As there is such a term $(1-rx)$ on the LHS as part of the divisor, I thought that that implies that $(1-rx)\ne0$, which means $x\ne\frac{1}{r}$. But later on, as mentioned above, the author just let $x=\frac{1}{r}$, which doesn't seems to make sense to me.

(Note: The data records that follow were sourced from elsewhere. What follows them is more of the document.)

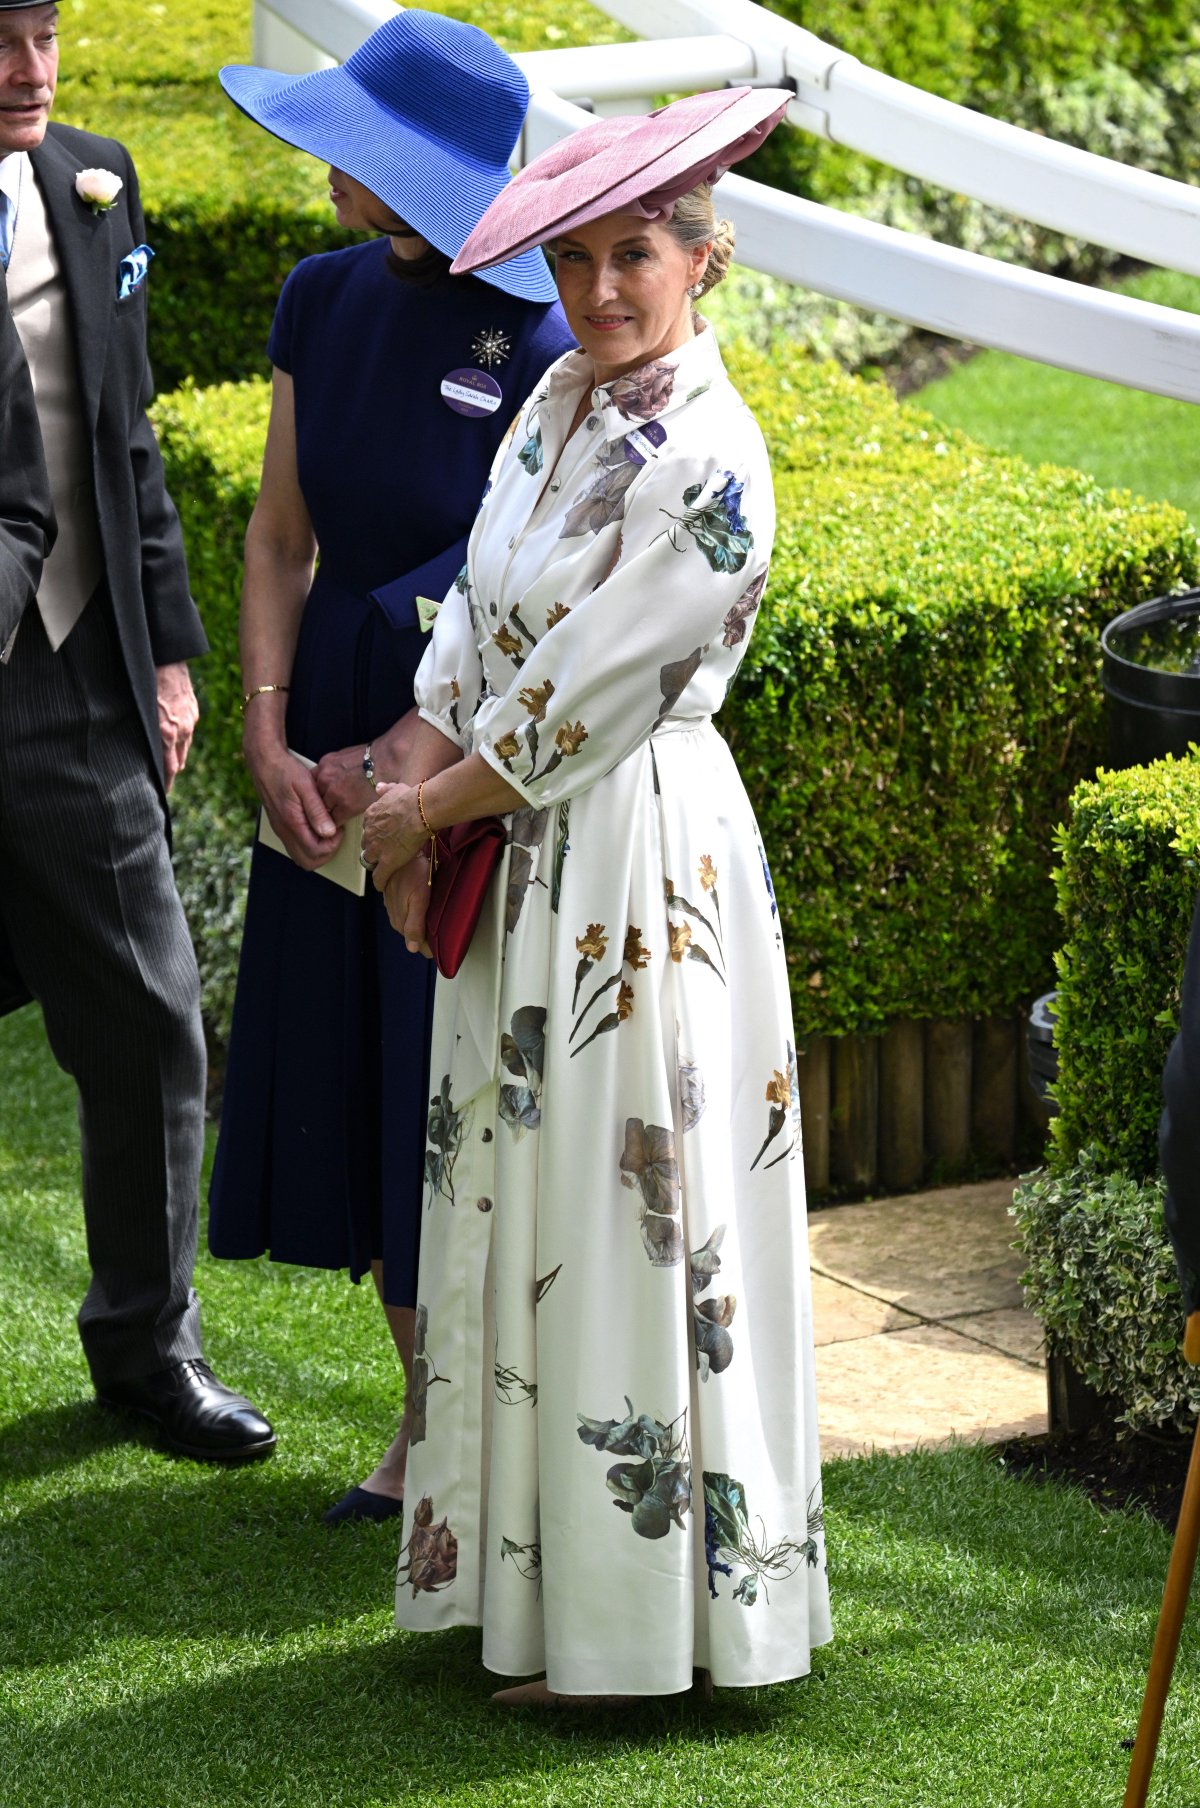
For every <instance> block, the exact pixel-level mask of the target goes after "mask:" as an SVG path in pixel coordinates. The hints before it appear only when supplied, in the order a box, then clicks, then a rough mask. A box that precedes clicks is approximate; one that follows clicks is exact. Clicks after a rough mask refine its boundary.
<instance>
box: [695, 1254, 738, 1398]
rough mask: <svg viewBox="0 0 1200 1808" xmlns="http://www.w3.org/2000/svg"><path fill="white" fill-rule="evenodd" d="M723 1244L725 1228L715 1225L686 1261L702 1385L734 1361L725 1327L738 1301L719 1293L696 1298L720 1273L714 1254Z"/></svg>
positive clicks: (733, 1356)
mask: <svg viewBox="0 0 1200 1808" xmlns="http://www.w3.org/2000/svg"><path fill="white" fill-rule="evenodd" d="M723 1240H725V1226H723V1224H717V1228H716V1229H714V1233H712V1237H710V1238H708V1242H707V1244H703V1248H699V1249H692V1253H690V1257H689V1258H687V1262H689V1269H690V1275H692V1322H694V1329H696V1369H698V1370H699V1380H701V1381H707V1380H708V1376H710V1374H721V1372H723V1370H725V1369H728V1365H730V1363H732V1360H734V1340H732V1336H730V1331H728V1327H730V1325H732V1322H734V1313H736V1311H737V1298H736V1296H734V1295H732V1293H721V1295H717V1296H716V1298H712V1300H699V1298H698V1295H701V1293H707V1291H708V1287H710V1285H712V1280H714V1276H716V1275H719V1273H721V1257H719V1255H717V1251H719V1248H721V1242H723Z"/></svg>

My question is why is this operation allowed? Is there any special theorem related to this?

Thanks in advance.

Answer 1

Generating functions are often in a class of objects called formal power series, where the notion of convergence need not apply (though it often does for small values of $x$). That is to say, you are not actually evaluating the series for any value of $x$; it is being treated as an algebraic object in its own right. All you care about are the coefficients for each power of $x$, and this substitution is merely an algebraic trick to find them.

Answer 2

The left-hand side of (1) \begin{align*} \frac{1}{(1-x)(1-2x)\cdots(1-kx)}=\sum_{j=1}^{k}\frac{a_j}{1-jx}\tag{1} \end{align*} is a rational function in the variable $x$ with poles $\frac{1}{r}, 1\leq r\leq k$. The denominator is zero at the poles and the function is not defined there. The right-hand side is the same rational function but written using a partial fraction decomposition.

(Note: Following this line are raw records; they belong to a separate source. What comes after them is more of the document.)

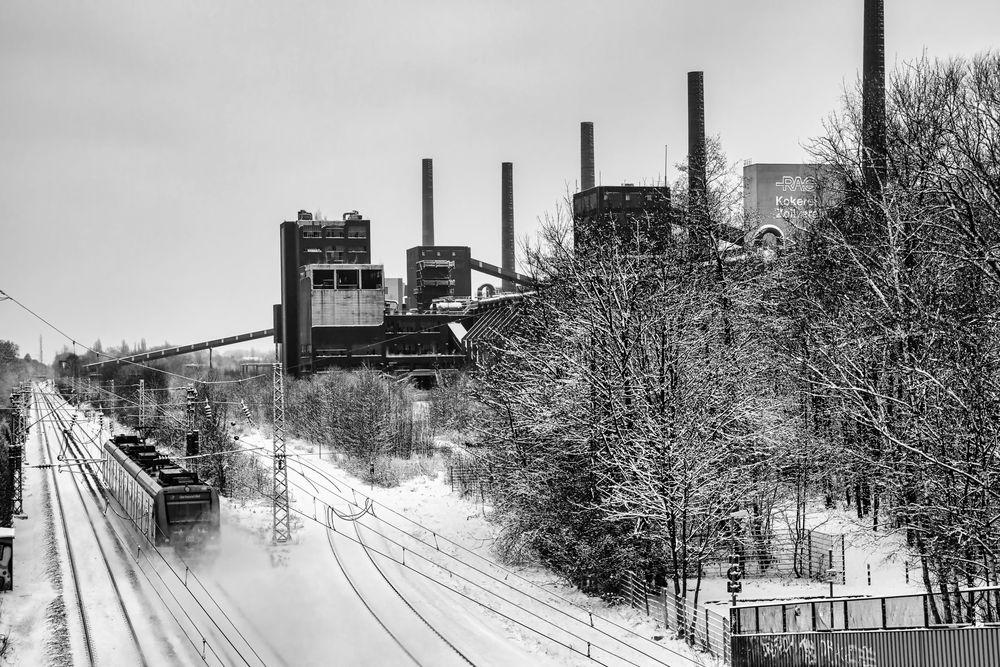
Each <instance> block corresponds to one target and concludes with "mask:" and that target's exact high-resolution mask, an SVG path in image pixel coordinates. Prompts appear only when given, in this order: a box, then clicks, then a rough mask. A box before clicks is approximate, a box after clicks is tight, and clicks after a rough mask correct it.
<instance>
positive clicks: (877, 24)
mask: <svg viewBox="0 0 1000 667" xmlns="http://www.w3.org/2000/svg"><path fill="white" fill-rule="evenodd" d="M864 31H865V34H864V60H863V63H862V74H861V144H862V147H861V154H862V160H863V162H862V178H863V179H864V186H865V191H866V193H867V194H868V195H869V196H878V195H879V194H880V193H881V192H882V183H883V182H884V181H885V177H886V172H887V169H888V167H887V165H888V158H887V149H886V129H885V2H884V0H865V27H864Z"/></svg>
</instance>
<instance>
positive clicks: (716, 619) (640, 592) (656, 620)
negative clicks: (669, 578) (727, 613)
mask: <svg viewBox="0 0 1000 667" xmlns="http://www.w3.org/2000/svg"><path fill="white" fill-rule="evenodd" d="M623 593H624V597H625V600H626V601H627V602H628V604H629V606H630V607H632V608H633V609H638V610H639V611H642V612H644V613H645V614H646V615H647V616H649V617H651V618H655V619H656V621H657V622H658V623H661V624H662V625H663V627H664V628H665V629H667V630H670V631H671V632H672V633H673V634H674V636H675V637H677V638H678V639H682V640H684V641H686V642H687V643H688V645H689V646H693V647H695V648H697V649H699V650H702V651H705V652H706V653H710V654H711V655H713V656H715V657H716V658H718V659H720V660H722V661H723V662H725V663H726V664H729V663H730V658H731V656H730V631H729V619H727V618H726V617H724V616H722V615H721V614H719V613H718V612H716V611H714V610H712V609H709V608H708V607H706V606H701V607H699V606H698V605H695V604H693V603H692V602H691V601H690V600H688V599H686V598H683V597H681V596H679V595H676V594H674V593H673V591H670V590H668V589H665V588H663V587H660V586H655V585H653V584H650V583H649V582H647V581H646V580H645V578H644V577H643V576H641V575H638V574H636V573H635V572H628V573H627V575H626V577H625V585H624V588H623Z"/></svg>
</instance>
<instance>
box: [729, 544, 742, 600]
mask: <svg viewBox="0 0 1000 667" xmlns="http://www.w3.org/2000/svg"><path fill="white" fill-rule="evenodd" d="M726 578H728V579H729V581H728V582H726V591H727V592H729V593H732V594H733V605H735V604H736V594H737V593H742V592H743V582H741V581H740V579H742V578H743V568H741V567H740V557H739V555H737V554H731V555H730V556H729V569H728V570H727V571H726Z"/></svg>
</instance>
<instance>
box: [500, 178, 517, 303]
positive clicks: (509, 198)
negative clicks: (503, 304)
mask: <svg viewBox="0 0 1000 667" xmlns="http://www.w3.org/2000/svg"><path fill="white" fill-rule="evenodd" d="M500 200H501V204H500V268H502V269H504V270H505V271H510V272H511V273H513V272H514V164H513V163H511V162H503V163H501V165H500ZM503 291H504V292H513V291H514V283H513V282H512V281H510V280H508V279H506V278H504V279H503Z"/></svg>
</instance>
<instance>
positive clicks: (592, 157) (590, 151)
mask: <svg viewBox="0 0 1000 667" xmlns="http://www.w3.org/2000/svg"><path fill="white" fill-rule="evenodd" d="M592 187H594V124H593V123H590V122H583V123H580V191H581V192H582V191H583V190H589V189H590V188H592Z"/></svg>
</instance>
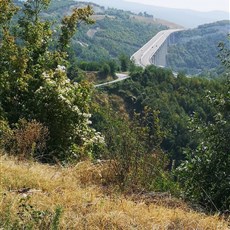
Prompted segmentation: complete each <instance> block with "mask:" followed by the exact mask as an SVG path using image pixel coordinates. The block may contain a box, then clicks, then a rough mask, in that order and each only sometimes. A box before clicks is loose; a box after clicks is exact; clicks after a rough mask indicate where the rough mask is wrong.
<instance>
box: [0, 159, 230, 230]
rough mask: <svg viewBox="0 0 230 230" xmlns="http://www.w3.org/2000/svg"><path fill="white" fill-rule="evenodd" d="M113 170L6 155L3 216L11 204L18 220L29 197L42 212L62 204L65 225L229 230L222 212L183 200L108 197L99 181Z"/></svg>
mask: <svg viewBox="0 0 230 230" xmlns="http://www.w3.org/2000/svg"><path fill="white" fill-rule="evenodd" d="M109 171H110V170H109V169H108V168H107V167H106V166H104V165H100V164H98V165H93V164H91V163H89V162H83V163H80V164H78V165H76V166H75V167H69V168H60V167H57V166H49V165H41V164H38V163H33V162H17V161H16V160H15V159H9V158H6V157H4V156H2V157H0V182H1V184H0V215H2V214H3V213H4V212H5V211H6V209H7V207H8V208H10V212H11V215H12V218H14V217H15V218H16V216H17V211H18V210H17V207H18V202H19V200H20V198H21V197H22V196H28V195H30V196H31V203H32V204H33V205H34V206H35V207H36V208H37V209H39V210H46V209H48V210H50V211H54V210H55V207H56V206H57V205H60V206H62V207H63V214H62V217H61V223H60V226H61V229H94V230H95V229H162V230H163V229H229V228H228V225H227V223H226V222H224V221H223V220H221V219H220V218H219V217H218V216H207V215H205V214H202V213H196V212H194V211H192V210H190V209H189V208H188V207H187V206H186V205H185V204H183V203H181V205H180V204H179V205H178V204H177V205H175V206H173V205H171V204H170V205H168V206H167V204H168V203H167V202H166V204H163V205H161V204H156V203H151V202H148V204H146V202H144V201H143V200H142V199H139V200H138V199H135V200H132V199H131V197H128V198H127V197H126V198H125V197H124V196H122V195H120V194H116V193H114V194H108V193H107V195H106V194H105V193H104V192H103V189H102V185H100V184H101V182H102V181H103V178H104V177H105V176H109V174H108V172H109ZM93 182H94V183H93ZM22 188H28V189H29V190H28V191H26V192H23V191H22ZM171 202H173V200H171ZM0 227H1V226H0Z"/></svg>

If we now fix an $r$ with $1\leq r\leq k$ and multiply the rational function with $(1-rx)$. We get \begin{align*} \frac{1-rx}{(1-x)(1-2x)\cdots(1-kx)}=\sum_{j=1}^{k}\frac{a_j(1-rx)}{1-jx}\tag{2} \end{align*}

In (2) we still have the poles $\frac{1}{r}, 1\leq r\leq k$ as in (1). But we can now cancel the term $1-rx$ resulting in \begin{align*} &\frac{1}{(1-x)(1-2x)\cdots(1-(r-1)x)(1-(r+1)x)\cdots (1-kx)}\\ &\qquad\qquad=\sum_{j=1}^{r-1}\frac{a_j(1-rx)}{1-jx}+a_r+\sum_{j=r+1}^{k}\frac{a_j(1-rx)}{1-jx}\tag{3} \end{align*}

The cancellation of the factor $1-rx$ in (3) removes the pole $\frac{1}{r}$, which is a so-called removable singularity. Contrary to (1) and (2) there is no harm to evaluate the rational function in (3) at $x=\frac{1}{r}$.

We can now evaluate (3) at $x=\frac{1}{r}$ and get the values $a_r, 1\leq r\leq k$.